To be honest, the two figures don’t look too similar at first glance. However, when using some metrics to compare the synthetic data with the original, the result is excellent:
"""Cluster Analysis Measure (Woo et al. 2009)
Large Uc values indicate disparities in the cluster
memberships, which in turn suggest differences in the
distributions of the original and masked data.
References:
Woo M.-J., Reiter J. P., Oganian A., Karr A. F. Global
Measures of Data Utility for Microdata Masked for Disclosure
Limitation. J. Priv Confidentiality. 2009;1(1):111–24."""
Cluster measure = -0.11
"""Propensity score method
Propensity score mean-squared error pMSE (Woo et al. 2009). If
a ratio score of 0 implies the two datasets are identical. A
score of 1 implies that are totally different.
References:
Woo M.-J., Reiter J. P., Oganian A., Karr A. F. Global
Measures of Data Utility for Microdata Masked for Disclosure
Limitation. J Priv Confidentiality. 2009;1(1):111–24."""
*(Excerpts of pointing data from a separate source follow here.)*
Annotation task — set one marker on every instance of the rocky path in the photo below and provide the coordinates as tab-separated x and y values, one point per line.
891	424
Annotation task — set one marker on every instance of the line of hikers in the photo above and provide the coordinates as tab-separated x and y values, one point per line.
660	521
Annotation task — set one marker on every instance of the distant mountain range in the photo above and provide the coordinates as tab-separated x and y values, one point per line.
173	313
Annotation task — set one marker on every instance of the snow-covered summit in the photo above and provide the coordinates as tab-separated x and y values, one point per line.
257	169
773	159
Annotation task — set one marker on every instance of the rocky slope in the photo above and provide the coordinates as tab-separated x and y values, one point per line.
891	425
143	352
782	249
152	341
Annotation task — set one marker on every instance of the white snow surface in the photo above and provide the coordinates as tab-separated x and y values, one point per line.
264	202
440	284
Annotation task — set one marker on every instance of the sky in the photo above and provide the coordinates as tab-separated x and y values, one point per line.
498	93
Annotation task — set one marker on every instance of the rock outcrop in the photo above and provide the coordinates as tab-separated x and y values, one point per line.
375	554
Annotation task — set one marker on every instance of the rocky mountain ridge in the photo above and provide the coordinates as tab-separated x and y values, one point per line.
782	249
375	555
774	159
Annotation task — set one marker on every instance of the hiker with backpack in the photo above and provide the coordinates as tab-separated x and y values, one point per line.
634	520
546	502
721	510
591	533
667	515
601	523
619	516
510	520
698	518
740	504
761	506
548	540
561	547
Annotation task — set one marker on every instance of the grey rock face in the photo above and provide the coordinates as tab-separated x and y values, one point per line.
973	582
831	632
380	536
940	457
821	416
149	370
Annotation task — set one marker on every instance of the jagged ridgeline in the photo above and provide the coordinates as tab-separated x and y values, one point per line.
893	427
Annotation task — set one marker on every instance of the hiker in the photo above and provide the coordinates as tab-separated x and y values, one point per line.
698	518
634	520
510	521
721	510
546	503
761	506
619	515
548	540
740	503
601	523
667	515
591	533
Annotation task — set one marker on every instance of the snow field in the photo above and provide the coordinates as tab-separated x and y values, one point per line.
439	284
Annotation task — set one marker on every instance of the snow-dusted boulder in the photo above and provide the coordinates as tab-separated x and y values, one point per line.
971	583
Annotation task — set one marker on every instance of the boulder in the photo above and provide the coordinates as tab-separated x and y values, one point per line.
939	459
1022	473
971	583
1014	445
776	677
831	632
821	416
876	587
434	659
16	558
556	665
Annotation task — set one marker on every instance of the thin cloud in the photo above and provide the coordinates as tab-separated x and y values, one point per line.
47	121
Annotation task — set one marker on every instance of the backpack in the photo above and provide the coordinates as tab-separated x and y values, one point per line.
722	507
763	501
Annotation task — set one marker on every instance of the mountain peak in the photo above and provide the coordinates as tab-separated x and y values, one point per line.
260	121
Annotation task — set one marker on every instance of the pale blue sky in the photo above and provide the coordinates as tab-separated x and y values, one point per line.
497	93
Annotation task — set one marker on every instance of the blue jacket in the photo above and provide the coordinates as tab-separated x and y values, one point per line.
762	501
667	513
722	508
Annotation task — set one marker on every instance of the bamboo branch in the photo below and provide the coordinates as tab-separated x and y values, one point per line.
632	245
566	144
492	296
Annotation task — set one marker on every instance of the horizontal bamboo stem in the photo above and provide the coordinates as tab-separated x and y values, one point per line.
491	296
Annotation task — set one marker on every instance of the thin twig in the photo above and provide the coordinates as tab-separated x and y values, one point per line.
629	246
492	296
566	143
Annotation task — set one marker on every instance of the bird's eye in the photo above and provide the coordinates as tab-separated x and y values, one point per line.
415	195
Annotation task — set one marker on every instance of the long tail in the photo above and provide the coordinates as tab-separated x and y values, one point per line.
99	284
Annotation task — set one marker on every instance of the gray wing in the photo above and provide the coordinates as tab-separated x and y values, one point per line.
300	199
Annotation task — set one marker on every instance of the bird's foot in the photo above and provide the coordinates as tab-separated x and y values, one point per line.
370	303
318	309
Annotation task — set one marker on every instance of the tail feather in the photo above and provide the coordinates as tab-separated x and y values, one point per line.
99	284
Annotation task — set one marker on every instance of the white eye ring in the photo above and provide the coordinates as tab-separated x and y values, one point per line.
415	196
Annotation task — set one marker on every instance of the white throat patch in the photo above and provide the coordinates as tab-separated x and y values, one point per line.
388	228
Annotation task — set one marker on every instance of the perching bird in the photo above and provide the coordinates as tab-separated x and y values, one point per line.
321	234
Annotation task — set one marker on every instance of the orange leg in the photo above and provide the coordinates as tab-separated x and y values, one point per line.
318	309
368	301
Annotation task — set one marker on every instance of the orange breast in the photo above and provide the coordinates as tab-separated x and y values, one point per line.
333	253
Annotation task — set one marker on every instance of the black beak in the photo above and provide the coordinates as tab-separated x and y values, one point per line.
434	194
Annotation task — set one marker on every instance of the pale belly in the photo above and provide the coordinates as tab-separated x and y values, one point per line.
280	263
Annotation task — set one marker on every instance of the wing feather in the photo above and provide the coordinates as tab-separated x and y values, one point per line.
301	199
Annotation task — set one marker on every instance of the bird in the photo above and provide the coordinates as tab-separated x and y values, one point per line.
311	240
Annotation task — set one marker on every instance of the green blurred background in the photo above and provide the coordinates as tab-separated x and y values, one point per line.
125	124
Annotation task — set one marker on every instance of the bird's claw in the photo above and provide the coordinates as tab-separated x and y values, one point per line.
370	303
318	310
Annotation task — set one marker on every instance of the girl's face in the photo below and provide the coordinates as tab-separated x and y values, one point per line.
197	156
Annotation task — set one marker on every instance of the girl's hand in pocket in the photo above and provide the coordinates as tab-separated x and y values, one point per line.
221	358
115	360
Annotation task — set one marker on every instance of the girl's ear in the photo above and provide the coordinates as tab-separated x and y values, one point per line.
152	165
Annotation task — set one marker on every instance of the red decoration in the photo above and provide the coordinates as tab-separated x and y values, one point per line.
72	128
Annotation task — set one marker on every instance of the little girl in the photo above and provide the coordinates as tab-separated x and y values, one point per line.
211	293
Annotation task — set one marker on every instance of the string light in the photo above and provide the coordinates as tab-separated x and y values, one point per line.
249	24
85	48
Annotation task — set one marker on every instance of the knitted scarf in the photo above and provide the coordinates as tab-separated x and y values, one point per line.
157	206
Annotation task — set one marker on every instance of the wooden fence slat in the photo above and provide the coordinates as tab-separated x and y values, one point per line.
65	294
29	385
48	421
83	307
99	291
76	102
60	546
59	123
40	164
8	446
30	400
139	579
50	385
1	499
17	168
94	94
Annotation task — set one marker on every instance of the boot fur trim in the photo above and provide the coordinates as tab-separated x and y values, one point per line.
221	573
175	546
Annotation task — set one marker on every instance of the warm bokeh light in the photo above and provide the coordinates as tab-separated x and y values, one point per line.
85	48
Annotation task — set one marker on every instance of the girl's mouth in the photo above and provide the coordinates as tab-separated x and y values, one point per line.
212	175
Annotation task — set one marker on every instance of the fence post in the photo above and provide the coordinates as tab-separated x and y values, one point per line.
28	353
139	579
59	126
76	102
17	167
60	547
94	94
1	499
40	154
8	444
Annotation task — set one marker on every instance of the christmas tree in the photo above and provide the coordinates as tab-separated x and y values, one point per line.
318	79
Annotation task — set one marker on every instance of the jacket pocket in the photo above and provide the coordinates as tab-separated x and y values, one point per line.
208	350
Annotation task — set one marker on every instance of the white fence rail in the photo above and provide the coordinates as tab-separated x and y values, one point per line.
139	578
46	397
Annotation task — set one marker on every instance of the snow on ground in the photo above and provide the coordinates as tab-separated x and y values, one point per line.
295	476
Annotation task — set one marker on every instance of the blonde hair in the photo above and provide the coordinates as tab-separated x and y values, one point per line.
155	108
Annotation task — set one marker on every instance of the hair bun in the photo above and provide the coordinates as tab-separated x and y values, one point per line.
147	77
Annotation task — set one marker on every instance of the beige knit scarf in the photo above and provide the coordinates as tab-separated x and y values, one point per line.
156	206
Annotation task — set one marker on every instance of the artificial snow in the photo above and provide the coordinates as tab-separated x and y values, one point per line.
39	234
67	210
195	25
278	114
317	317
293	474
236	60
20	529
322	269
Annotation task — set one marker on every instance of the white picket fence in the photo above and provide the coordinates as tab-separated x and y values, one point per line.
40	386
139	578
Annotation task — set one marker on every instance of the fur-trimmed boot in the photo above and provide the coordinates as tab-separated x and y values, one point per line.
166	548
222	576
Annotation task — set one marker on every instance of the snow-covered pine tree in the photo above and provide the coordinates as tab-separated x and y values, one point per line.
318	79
Propensity score mean-squared error pMSE = 0.0097
Synthetic data similarity = 99.03%

Conclusions
It was not my intention to write a post in which I stated that “this method outperforms existing techniques” or something similar. My goal was merely to show the potential uses of quantum computing in synthetic data generation. GANs are fascinating algorithms with lots of possibilities. Synthetic data generation is certainly a trendy issue today. You can find the notebook in which I ran the experiment here. Perhaps the “quantum” generator that I used in the experiment was the simplest one I could use. To achieve better results, I encourage you to experiment with other generator setups (some of which are suggested in the notebook). Finally, I’d want to point out that I didn’t go into detail regarding the quantum physics axioms that base quantum computing. I am not an expert on the issue, nor was that the purpose of this writing.